3

I'm sure this has been answered before, but I can't find it in the detail that I need.

For an analytics system I need to be able to group rows and return them on a chart, either grouped by minute, hour, day, month, or year. I have this working correctly (example code below).

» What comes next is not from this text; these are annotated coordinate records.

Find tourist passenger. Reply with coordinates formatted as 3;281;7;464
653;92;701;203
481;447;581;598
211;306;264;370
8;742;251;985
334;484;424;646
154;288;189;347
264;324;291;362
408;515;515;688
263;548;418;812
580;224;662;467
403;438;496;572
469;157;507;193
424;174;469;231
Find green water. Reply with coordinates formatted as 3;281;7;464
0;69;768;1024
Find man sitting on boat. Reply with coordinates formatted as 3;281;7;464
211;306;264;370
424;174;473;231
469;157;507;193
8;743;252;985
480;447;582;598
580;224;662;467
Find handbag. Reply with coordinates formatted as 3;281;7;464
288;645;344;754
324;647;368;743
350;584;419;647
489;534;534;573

SELECT COUNT( DISTINCT user_id ) ,  `hour` ,  `timestamp` 
FROM tracking_request
WHERE site_id =  '3'
AND  `timestamp` <  '2011-08-31 04:05:45'
AND  `timestamp` >  '2011-08-29 22:00:00'
GROUP BY  `hour` ,  `day` ,  `month` ,  `year` 
ORDER BY  `timestamp` ASC

The problem is, like most charts, I need to fill the gaps where the data isn't (eg. no rows for the last 3 minutes). I read about creating a "calendar table" and joining that data, but how can I do this efficiently for each scale (eg. year would be a lot easier then minute, as minute would require MANY rows in the table)? If it helps, there is a column for each in the table (like above, you can see there is "hour", "day", etc.)

EDIT:

I ended up using PHP to accoplish this by using an empty array and then filling it. If anyone could think of an all (or mostly) SQL solution for this that would be more awesome.

Coolist
  • 89
  • 4
  • 9
  • There is no point in "filling the gaps" when there's no data. Your graphing utility/API/whatever should be able to generate a chart regardless. If it can't, I suggest you look for another one. – NullUserException Aug 31 '11 at 04:10
  • What you are looking for is called "interpolation": http://stackoverflow.com/questions/5758800/mysql-interpolate-data – Daniel Pereira Aug 31 '11 at 04:19
  • @NullUserException That doesn't exactly help. If, for whatever reason, I just have the values in order and have the last 30 days on a graph, I need to fill those values without providing the graphing 'utility' the date/time. >Daniel Pereira Thanks, though that article doesn't explain how to make an efficient calendar table for this situation. – Coolist Aug 31 '11 at 04:37
  • @Coolist I don't get it. So you have values in order but you don't know what their dates are? – NullUserException Aug 31 '11 at 04:38
  • @NullUserException No, I have the dates but the graph can't just show "Aug 10 - 5 Views", "Aug 12 - 6 Views", "Aug 15 - 2 Views". It needs to have the dates inbetween returned (eg. "Aug 10 - 5 Views", "Aug 11 - 0 Views", "Aug 12 - 6 Views"), etc). If you're asking why the graphing utility doesn't take both the date and the values, and then fill in the gap automatically, it requires the x (value) and y (date) data. – Coolist Aug 31 '11 at 04:48

2 Answers2

2

In this answer I will outline how to generate your calendar tables.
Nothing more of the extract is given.